Rodin, yalnızca biçim ve hacim yaratan bir heykeltıraş değildi; o, duyguların, arzuların ve insan varoluşunun sancılarının heykeltıraşıydı. 19. yüzyılın katı akademik kalıplarını kırarak, heykeli modern sanatın bir ifadesi haline getiren bir devrimciydi.

ÇATIŞMA VE ÇARPIKLIK
1840 yılında Paris'te doğan François- Auguste- René Rodin, küçük yaşlardan itibaren sanata yatkınlığıyla dikkat çekti. Ancak sanatsal yolculuğu pek kolay başlamadı. Üç kez güzel sanatlar okulu kabul edilme girişimi başarısızlıkla sonuçlandı. Akademinin kalıplaşmış anlayışı, onun özgün çizim ve tasarımlarını "yeterince iyi" bulmamıştı. Oysa Rodin'in dünyaya bakışı farklıydı; o, biçimi mükemmelliğe hapsetmek değil, biçimin içindeki çatışmayı, çarpıklığı ve tutkuyu ortaya çıkarmak istiyordu.

GÜCÜN SİMGESİ
Rodin'in büyük çıkışı, 1877 yılında sergilediği Tunç Çağı Adamı adlı eseriyle oldu. Öylesine gerçekçi ve etkileyici bir çalışmaydı ki, eleştirmenler heykelin canlı bir modelden kalıp alınarak yapıldığını iddia etti. Rodin, sanat dünyasının bu suçlamalarına karşı sabırla direndi ve bu heykel, onun doğayı gözlemleme ve insani dokuyu taşa aktarma gücünün simgesi haline geldi.
İKON HALİNE GELDİ
Rodin'in en tanınmış eserlerinden biri, Düşünen Adam bugün bir felsefi sembol, insanın içsel arayışının ve zihinsel mücadelesinin evrensel bir ifadesidir. Başlangıçta, büyük eseri Cehennem Kapıları için bir parça olarak tasarladığı bu heykel, zamanla kendi başına bir ikon haline gelmiştir. Düşünen Adam'ın kaslarındaki gerilim, bedenindeki kıvrımlar, alnındaki gölgeler yalnızca bir düşüneni değil, insanlığın varoluş sorularıyla boğuşan her bireyi anlatır.
DERS NİTELİĞİNDE
Rodin'in eserlerinde klasik heykel sanatından miras kalan anatomi bilgisi kadar, romantik bir duygusallık ve neredeyse empresyonist bir yüzey anlayışı da hissedilir. Onun heykelleri ışıkla adeta oyun oynar; yüzeylerdeki kırılmalar ve dokular sayesinde heykelin ruh hali izleyicinin bakış açısına ve ışığın gelişine göre değişir.

SANATIN BİR PARÇASI
Rodin'in hayatı boyunca sanat anlayışı, hem büyük övgüler hem de yoğun eleştiriler aldı. O, idealize edilmiş güzelliği değil, gerçek olanın güzelliğini arıyordu.
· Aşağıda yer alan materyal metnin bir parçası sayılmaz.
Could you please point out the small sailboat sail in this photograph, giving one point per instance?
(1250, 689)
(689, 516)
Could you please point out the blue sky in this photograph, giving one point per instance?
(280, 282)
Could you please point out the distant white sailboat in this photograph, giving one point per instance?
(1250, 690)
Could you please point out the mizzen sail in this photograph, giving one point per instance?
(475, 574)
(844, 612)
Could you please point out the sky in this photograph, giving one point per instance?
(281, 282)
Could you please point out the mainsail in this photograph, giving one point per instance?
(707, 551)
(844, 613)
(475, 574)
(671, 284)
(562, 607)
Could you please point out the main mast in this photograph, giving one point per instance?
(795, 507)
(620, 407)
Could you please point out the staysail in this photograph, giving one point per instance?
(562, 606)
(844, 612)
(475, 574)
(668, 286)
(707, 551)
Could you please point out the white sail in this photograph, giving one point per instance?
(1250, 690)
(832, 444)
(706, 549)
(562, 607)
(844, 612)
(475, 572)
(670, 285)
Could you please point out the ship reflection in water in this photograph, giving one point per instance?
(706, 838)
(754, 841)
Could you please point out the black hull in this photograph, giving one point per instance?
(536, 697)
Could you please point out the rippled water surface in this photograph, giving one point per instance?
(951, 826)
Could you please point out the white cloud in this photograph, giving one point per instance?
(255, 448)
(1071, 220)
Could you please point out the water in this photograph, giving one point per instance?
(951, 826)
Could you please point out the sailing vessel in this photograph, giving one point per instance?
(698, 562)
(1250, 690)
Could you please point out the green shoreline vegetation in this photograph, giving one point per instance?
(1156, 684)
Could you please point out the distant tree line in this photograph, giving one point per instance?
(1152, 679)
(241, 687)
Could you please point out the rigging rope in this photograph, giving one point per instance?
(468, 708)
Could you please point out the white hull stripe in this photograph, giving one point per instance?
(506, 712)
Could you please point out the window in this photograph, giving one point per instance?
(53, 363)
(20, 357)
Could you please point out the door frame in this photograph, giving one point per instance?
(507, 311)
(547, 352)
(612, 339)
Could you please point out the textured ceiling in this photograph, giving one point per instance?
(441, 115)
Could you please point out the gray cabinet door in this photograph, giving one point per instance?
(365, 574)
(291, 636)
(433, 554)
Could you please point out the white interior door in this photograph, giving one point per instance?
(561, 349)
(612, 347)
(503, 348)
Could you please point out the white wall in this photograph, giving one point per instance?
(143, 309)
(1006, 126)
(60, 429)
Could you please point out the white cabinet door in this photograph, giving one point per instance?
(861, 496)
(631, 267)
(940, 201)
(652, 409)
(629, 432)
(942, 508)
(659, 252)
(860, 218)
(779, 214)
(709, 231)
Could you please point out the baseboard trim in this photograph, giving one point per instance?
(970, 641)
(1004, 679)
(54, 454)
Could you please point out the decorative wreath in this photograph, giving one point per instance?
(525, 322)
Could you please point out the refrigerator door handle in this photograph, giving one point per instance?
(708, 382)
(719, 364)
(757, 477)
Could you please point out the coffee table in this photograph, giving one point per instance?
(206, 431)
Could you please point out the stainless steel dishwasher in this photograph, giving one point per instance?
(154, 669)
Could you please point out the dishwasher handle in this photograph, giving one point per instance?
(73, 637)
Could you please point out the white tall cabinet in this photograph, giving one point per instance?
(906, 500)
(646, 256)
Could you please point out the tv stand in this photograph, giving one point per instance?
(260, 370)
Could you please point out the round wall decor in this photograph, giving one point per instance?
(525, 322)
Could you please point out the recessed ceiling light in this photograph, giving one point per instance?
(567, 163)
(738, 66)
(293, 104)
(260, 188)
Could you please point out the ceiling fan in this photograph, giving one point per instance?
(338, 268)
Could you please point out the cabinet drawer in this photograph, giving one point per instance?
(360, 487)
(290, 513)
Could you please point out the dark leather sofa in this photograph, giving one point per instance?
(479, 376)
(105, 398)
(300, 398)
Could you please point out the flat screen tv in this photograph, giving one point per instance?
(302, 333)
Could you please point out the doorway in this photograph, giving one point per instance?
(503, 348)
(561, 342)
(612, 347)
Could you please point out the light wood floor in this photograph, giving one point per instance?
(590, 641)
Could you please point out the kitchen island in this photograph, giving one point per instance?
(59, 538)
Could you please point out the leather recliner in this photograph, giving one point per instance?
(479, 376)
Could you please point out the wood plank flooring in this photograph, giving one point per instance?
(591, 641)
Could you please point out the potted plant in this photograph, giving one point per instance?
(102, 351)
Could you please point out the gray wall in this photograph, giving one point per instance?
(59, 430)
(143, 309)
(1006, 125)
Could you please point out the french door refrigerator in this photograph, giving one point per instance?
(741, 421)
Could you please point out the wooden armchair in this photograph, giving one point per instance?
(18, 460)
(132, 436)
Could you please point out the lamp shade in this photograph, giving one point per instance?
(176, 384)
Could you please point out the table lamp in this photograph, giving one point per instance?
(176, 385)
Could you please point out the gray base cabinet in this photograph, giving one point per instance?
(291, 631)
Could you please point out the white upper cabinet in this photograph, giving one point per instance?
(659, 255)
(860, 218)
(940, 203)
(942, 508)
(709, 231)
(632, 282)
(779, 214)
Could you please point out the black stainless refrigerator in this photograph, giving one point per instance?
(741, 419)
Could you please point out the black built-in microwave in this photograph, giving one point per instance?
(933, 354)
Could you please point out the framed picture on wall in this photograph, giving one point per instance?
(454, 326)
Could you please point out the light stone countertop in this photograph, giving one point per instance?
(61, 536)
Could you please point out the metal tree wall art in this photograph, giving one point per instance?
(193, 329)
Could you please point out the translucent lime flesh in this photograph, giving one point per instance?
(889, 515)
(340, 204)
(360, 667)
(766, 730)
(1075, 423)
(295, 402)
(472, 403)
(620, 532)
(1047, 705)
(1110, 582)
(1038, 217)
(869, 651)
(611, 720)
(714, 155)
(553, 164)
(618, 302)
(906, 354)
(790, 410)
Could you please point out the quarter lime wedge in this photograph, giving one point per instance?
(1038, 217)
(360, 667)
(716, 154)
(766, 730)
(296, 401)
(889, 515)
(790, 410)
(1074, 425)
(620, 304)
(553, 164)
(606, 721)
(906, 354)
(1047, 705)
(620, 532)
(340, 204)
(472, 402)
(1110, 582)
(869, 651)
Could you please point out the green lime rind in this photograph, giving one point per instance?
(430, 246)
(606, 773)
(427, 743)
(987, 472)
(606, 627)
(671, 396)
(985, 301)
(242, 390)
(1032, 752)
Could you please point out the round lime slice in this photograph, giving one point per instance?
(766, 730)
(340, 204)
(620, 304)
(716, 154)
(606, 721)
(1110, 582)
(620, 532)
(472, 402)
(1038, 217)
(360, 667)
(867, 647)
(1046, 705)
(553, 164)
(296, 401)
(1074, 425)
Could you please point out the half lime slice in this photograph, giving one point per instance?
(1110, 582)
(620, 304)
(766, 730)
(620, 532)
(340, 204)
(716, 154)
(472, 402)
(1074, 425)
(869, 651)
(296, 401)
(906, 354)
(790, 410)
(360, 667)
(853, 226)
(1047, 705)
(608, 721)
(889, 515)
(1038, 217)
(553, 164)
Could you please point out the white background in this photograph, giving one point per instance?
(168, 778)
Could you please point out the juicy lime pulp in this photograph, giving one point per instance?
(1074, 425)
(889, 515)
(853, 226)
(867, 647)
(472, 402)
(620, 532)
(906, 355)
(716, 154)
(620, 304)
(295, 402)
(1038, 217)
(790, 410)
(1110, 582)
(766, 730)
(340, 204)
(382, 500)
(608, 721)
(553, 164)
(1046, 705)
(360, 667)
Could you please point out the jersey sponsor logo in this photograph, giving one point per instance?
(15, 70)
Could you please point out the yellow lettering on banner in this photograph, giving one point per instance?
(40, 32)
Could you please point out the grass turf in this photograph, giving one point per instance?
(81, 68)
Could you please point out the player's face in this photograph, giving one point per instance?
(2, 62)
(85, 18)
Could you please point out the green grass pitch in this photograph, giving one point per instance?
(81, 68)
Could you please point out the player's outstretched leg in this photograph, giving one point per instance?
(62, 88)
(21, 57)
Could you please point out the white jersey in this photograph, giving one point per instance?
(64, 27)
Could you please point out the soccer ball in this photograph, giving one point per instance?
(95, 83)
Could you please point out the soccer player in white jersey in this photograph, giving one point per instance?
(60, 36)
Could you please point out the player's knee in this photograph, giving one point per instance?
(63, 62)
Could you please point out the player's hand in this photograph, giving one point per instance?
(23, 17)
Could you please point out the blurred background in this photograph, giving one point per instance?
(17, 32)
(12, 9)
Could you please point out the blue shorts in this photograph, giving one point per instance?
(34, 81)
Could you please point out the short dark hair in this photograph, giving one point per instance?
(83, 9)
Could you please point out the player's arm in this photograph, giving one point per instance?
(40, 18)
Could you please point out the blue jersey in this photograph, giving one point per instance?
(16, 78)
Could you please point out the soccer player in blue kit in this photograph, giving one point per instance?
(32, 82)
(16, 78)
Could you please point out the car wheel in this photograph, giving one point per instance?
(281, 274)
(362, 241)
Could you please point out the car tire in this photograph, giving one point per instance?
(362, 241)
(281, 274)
Kusurların, yarım kalmışlığın, eksik ya da bozulmuş gibi görünen parçaların da sanatın bir parçası olabileceğini gösterdi. Çoğu zaman eserlerini tamamlanmamış gibi sunması, onun gözünde sanatın bitmeyen bir arayış olduğunu vurgulayan bilinçli bir tercihti. Rodin, 1917'de hayata veda ettiğinde geride yalnızca bronz ve mermerden yapılmış heykeller bırakmadı. Aynı zamanda modern heykelin temellerini attı ve kendisinden sonra gelen Brâncué, Giacometti ve Moore gibi ustalara ilham verdi. Bugün Paris'teki Musée Rodin, yalnızca eserlerini değil, onun tutkularını, mücadelelerini ve sanat yolculuğunu anlatan bir mabed gibi ziyaretçilerini karşılamaktadır.